October statistics, the most recent available for Boulder County, show overall sales of homes down 25% from the same month a year ago -- double the decline of early Summer. Community by community analysis shows an even more extreme slump. Single family home sales in Boulder, Louisville, Lafayette, and the unincorporated County fell almost 40%, while Longmont and Broomfield held about even. Also holding even were condominium sales.
Note that the sharpest declines in sales were where prices had risen the most, and where growth control has created the greatest scarcity. Affordable housing continues to sell just fine: condos everywhere, and homes in the eastern and northern parts of the county.
The rate at which homes are selling is comparable to 1988, probably the worst year (proportionate to housing stock) in a couple of generations. The Colorado economy was terrible in 1988, and now it's in excellent shape. Just as the rate of sale was unsustainably high 1991-1993, in late 1994 it's unsustainably low.
Unsold inventory is piling up fast. A Camera Business Plus article was as well done on Tuesday as the Sunday piece was poor. Business Plus quoted reports of a 75% increase in unsold new homes in 1994 versus 1993.
The relationships between rates of sale and inventory are more important than the inventory buildup itself. 1993 sales exceeded inventory by a 7:1 ratio, meaning less than a two month supply on hand. In 1994 sales have fallen almost as fast as inventory has been built, and the ratio is down to 2:1, a six month supply, and rising.
The more quickly listings add up, the more attractive shopping is for buyers, and the sooner the number of sales will pick up. Price appreciation is a different, slower matter related to long term gains in income, which result in accumulated purchasing power. It may seem odd, but we seem headed for a rebound in sales, and maybe a strong one, but only modest increases in prices until local incomes grow.

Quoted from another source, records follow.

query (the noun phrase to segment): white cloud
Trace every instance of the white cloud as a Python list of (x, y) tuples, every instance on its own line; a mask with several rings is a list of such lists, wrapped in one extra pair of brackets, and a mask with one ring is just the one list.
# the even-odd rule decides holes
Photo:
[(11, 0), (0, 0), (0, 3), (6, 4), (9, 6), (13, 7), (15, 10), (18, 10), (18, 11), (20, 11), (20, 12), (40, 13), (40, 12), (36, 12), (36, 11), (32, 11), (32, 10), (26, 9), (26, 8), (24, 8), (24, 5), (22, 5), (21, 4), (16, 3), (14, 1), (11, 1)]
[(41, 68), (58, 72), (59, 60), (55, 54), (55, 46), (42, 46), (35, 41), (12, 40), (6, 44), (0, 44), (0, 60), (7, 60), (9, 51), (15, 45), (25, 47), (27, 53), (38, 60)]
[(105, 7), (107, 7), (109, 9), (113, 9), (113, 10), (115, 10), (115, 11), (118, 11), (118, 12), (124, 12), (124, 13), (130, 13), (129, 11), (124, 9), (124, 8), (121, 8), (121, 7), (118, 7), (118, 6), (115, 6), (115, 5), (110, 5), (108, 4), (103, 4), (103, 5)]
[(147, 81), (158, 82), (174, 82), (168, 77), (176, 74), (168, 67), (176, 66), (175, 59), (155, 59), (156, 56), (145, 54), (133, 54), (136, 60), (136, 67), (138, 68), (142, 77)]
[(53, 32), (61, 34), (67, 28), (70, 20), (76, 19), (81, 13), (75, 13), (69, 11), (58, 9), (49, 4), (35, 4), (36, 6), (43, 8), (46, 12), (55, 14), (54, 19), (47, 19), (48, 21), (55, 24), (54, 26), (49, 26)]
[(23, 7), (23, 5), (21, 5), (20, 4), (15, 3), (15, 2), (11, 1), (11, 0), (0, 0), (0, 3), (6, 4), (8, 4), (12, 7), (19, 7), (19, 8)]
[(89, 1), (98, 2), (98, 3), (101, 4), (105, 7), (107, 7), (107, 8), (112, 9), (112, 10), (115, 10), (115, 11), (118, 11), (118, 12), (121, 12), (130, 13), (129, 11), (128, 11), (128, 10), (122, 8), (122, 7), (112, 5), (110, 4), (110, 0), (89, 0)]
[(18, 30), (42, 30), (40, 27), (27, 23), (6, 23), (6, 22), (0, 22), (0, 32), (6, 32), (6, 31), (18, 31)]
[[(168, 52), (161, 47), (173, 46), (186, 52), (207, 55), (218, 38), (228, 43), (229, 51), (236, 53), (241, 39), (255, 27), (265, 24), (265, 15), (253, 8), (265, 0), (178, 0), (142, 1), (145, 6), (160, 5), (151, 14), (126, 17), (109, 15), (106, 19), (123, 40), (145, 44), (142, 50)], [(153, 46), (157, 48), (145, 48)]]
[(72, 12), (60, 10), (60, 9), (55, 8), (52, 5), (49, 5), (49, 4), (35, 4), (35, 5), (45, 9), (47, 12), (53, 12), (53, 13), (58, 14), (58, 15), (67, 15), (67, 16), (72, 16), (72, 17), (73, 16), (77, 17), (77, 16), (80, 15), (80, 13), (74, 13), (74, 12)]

Most commentary on the cause of the slower housing market (other than the Sunday Camera) blames higher interest rates. The data do not support the conclusion.
In the Denver metro area in October home sales fell 21%, and in November 25% (the sharpest drop in 10 years), both versus the same months in 1994. Whatever is causing home sales to fall in Boulder County is doing the same thing to the rest of the Front Range. If the cause were interest rates, the same pattern should appear on a national basis, but it's nowhere in sight. National home sales in October rose a half percent to a level only 3% below 1993.
The single, crucial difference between the Front Range of Colorado and the rest of the US is that prices boomed here in the early '90's. That price boom was most extreme in Boulder County, and in Boulder County was more extreme the closer you got to Boulder.
The problem is prices. Good news, bad news.